Il terzo prossimale dell'osso scafoide rappresenta la porzione superiore (o polo prossimale) di una delle otto ossa che compongono il carpo, situata nel polso. Lo scafoide è un osso fondamentale per la stabilità e la mobilità dell'articolazione radiocarpica, fungendo da ponte tra la fila distale e quella prossimale delle ossa carpali. La sua forma complessa, spesso paragonata a quella di una navicella o di un fagiolo, lo rende particolarmente suscettibile a lesioni traumatiche.

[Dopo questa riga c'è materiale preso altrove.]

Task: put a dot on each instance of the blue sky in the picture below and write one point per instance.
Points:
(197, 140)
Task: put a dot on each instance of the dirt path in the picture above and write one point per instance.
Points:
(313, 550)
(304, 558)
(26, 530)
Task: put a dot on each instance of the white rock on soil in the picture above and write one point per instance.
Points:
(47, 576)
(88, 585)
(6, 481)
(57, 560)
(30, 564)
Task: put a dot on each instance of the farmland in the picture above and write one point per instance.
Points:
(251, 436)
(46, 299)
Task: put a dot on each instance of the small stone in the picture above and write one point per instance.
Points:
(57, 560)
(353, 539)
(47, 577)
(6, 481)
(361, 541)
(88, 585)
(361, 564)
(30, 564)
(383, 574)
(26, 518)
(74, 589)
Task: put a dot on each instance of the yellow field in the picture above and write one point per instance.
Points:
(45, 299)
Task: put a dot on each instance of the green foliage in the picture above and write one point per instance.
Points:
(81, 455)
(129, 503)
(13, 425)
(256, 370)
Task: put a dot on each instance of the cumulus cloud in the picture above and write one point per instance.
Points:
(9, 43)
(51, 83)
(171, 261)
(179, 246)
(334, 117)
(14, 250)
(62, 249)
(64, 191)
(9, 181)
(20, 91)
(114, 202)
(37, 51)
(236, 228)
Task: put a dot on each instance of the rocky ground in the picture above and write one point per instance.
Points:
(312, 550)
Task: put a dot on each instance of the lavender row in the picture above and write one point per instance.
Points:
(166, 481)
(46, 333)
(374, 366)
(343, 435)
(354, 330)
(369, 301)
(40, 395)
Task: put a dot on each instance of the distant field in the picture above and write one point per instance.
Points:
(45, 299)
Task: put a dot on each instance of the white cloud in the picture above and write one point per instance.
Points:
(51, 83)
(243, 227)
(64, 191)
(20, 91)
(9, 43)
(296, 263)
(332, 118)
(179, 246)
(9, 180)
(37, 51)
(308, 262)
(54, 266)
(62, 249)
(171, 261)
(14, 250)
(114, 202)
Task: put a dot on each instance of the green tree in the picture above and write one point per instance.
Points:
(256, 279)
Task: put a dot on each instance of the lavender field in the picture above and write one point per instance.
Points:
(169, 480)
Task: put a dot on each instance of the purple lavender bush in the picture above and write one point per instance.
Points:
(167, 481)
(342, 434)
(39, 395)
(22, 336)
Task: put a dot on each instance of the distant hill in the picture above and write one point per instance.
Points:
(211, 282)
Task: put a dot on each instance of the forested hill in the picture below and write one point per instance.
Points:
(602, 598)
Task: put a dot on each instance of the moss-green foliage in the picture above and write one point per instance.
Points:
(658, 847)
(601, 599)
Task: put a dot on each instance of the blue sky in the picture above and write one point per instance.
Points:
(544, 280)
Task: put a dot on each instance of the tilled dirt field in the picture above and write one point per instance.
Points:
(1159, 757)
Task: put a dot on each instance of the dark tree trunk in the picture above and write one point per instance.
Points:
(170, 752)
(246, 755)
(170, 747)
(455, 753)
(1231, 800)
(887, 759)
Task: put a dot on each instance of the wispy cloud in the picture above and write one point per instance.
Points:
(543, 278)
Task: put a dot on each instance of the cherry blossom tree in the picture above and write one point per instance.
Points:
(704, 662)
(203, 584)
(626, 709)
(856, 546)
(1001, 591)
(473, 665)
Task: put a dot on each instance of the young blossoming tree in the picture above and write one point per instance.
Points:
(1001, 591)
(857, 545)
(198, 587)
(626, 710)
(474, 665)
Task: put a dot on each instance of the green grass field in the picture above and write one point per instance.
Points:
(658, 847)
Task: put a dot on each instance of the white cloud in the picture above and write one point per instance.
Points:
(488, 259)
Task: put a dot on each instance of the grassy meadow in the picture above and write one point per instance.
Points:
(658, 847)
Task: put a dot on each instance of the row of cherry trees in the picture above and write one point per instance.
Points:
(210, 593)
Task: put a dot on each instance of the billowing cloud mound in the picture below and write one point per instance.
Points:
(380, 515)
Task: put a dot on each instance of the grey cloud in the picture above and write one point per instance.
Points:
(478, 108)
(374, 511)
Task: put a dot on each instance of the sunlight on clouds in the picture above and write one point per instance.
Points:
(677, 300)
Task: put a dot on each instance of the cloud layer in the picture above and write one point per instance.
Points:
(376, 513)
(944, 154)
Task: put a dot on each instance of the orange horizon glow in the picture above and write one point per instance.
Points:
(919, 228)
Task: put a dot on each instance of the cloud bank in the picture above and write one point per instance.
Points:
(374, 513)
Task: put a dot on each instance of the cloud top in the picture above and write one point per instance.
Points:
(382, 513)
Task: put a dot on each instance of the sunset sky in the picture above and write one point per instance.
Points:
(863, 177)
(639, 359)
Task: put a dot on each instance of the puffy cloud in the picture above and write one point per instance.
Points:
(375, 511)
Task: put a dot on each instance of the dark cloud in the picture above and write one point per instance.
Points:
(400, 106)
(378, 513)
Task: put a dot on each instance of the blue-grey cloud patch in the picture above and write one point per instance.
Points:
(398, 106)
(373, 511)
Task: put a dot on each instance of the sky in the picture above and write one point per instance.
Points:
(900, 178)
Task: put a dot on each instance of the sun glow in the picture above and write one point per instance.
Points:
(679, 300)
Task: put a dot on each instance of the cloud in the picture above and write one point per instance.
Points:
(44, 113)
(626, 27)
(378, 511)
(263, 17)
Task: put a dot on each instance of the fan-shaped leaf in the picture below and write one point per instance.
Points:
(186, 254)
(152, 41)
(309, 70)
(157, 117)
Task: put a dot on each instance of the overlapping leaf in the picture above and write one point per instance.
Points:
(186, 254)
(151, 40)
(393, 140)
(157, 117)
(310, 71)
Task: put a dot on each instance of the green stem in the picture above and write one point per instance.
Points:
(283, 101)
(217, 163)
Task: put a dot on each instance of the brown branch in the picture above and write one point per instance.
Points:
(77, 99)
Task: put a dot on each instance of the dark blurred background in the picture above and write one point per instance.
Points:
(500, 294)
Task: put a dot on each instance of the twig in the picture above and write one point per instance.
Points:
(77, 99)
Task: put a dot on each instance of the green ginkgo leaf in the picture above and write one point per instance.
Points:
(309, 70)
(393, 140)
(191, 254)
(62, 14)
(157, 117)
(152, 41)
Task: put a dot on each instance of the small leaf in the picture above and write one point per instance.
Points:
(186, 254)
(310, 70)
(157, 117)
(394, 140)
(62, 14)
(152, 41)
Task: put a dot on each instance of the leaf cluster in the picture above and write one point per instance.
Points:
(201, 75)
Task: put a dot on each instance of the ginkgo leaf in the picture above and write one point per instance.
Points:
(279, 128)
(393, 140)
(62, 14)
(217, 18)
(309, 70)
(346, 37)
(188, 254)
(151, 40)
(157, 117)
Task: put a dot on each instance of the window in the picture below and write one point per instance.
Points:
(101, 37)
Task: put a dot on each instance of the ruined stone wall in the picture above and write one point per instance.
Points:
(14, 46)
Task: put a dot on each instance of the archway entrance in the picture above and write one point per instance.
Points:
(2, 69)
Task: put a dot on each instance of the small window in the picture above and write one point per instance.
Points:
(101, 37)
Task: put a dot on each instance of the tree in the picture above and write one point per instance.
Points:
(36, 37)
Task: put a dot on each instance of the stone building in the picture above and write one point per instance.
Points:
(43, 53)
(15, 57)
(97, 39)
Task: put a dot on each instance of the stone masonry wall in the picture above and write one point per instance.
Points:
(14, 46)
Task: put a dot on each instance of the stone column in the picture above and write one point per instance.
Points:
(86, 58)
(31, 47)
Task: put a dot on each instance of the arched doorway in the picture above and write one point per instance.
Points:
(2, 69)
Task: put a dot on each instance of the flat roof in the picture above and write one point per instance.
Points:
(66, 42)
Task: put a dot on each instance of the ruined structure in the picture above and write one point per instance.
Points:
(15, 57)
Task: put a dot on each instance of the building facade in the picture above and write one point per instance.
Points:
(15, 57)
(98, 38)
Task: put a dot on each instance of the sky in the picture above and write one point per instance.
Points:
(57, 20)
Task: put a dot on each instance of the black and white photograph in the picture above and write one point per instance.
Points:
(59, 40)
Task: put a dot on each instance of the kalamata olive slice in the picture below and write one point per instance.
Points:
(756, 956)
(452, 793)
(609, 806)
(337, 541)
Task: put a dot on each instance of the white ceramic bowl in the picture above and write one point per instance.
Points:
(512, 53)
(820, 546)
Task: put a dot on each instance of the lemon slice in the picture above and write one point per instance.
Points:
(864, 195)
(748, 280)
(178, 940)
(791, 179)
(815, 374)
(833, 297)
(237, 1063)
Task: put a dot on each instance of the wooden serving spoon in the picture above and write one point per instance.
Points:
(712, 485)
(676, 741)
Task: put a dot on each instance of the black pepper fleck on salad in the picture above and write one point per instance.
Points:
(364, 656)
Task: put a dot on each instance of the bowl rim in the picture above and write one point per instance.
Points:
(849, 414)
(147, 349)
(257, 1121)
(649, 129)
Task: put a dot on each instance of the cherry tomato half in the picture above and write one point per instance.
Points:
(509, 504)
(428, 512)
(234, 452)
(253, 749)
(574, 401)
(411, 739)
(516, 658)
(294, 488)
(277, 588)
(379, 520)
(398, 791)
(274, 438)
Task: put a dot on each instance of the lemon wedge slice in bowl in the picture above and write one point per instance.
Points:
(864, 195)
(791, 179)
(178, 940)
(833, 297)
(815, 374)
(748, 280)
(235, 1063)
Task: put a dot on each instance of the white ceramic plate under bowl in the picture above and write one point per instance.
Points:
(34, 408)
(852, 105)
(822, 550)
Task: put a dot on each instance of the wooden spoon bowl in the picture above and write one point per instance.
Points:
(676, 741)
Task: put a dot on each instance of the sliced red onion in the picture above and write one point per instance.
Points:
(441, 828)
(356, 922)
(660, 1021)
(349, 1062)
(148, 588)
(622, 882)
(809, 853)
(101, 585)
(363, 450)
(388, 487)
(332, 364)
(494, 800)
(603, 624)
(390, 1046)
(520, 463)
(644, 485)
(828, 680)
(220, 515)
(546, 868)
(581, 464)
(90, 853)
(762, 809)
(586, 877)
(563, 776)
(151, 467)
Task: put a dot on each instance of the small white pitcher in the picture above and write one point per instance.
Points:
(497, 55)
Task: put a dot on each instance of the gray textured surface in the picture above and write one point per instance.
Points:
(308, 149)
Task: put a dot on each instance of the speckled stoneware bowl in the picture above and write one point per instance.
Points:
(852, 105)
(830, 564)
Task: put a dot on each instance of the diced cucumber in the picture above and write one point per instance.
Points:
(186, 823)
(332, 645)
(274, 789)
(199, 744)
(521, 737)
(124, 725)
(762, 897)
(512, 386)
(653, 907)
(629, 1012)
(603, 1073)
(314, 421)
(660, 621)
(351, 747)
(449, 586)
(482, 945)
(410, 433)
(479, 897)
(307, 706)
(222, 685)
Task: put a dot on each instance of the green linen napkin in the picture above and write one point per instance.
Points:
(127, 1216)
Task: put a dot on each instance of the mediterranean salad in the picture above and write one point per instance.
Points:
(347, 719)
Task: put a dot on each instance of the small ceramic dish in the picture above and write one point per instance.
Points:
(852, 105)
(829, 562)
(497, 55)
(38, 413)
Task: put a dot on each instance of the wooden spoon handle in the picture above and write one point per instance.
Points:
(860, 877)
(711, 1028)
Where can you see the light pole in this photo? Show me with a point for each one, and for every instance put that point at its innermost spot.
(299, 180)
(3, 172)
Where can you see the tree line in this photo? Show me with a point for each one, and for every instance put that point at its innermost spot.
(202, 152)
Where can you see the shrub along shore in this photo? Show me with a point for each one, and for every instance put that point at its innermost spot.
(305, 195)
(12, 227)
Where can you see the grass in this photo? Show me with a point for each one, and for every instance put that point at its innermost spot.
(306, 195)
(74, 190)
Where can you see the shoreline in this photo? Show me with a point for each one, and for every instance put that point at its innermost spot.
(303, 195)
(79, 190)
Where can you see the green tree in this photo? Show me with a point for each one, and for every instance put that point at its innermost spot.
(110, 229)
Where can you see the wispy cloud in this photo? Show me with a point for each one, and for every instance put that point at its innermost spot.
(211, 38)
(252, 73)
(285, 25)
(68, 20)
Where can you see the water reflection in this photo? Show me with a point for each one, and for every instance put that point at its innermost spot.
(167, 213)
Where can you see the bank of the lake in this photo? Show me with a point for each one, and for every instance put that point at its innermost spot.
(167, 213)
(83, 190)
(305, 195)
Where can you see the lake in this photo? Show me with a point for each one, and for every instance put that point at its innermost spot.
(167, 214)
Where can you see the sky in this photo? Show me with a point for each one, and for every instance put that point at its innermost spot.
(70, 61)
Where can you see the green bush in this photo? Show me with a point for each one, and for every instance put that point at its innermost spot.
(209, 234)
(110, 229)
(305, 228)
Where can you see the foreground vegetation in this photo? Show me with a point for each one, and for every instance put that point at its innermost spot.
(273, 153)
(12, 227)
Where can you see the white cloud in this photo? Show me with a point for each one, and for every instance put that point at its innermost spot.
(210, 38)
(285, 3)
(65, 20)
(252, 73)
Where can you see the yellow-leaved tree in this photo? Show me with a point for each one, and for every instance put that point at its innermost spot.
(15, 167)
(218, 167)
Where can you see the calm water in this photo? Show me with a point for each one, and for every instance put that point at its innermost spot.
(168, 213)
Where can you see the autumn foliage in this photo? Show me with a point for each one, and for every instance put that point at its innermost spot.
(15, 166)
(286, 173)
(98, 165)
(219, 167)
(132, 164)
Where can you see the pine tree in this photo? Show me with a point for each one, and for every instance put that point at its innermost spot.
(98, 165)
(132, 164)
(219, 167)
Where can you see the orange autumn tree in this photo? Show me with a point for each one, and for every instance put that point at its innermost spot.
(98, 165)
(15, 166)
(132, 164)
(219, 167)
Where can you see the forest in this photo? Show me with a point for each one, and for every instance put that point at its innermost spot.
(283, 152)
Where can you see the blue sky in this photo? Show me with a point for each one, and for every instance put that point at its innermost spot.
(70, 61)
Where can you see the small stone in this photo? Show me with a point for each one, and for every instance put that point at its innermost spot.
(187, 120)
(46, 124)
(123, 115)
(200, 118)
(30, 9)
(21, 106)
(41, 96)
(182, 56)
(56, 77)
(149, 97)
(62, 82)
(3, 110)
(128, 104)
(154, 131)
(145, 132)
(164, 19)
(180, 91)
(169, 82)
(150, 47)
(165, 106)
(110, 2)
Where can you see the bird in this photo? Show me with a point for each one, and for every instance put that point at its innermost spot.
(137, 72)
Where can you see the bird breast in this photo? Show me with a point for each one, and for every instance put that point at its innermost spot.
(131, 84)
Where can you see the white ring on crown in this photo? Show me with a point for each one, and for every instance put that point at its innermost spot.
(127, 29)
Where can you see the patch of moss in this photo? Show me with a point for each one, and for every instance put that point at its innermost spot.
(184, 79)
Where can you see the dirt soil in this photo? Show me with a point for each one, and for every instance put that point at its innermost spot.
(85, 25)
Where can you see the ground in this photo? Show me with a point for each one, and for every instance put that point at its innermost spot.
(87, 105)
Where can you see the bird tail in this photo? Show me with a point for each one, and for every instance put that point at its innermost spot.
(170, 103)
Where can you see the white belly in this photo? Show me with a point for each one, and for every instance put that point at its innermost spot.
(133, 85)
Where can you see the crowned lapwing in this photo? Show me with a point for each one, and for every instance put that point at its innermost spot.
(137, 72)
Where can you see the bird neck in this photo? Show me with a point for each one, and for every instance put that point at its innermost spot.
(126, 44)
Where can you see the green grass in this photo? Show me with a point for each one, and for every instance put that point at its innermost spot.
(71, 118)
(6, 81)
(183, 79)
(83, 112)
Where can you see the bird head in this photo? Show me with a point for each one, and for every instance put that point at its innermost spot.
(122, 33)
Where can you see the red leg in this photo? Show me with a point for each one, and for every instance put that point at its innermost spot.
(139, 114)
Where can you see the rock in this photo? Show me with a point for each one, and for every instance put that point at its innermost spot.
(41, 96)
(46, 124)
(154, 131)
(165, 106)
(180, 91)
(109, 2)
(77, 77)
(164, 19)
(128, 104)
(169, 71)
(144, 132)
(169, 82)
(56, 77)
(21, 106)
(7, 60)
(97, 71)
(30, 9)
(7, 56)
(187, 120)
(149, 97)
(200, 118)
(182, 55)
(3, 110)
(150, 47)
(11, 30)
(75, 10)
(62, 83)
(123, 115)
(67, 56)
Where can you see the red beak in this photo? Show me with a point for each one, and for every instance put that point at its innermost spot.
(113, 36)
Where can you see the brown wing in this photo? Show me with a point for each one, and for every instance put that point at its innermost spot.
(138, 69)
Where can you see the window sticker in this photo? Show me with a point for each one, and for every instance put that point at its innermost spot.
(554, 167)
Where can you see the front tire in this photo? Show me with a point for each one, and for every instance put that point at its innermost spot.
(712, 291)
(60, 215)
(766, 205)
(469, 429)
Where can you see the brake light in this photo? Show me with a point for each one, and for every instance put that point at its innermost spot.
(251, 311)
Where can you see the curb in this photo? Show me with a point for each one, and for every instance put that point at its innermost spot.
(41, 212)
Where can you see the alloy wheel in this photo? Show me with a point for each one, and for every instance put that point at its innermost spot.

Dal punto di vista anatomico e clinico, il terzo prossimale è la regione più critica dello scafoide. Questa zona è caratterizzata da una vascolarizzazione estremamente precaria. A differenza di molte altre ossa, l'apporto sanguigno dello scafoide avviene in modo "retrogrado": i vasi penetrano nell'osso nella sua parte distale (più vicina alle dita) e risalgono verso la parte prossimale (più vicina all'avambraccio). Di conseguenza, una lesione o una frattura che coinvolge il terzo prossimale interrompe quasi inevitabilmente il flusso di sangue, esponendo il paziente a gravi complicazioni biologiche.

Identificare correttamente il coinvolgimento del terzo prossimale è essenziale per la pianificazione terapeutica. Mentre le fratture della parte distale o del corpo dello scafoide possono talvolta guarire con l'immobilizzazione, quelle del polo prossimale richiedono quasi sempre un intervento specialistico a causa dell'alto rischio di mancata consolidazione ossea.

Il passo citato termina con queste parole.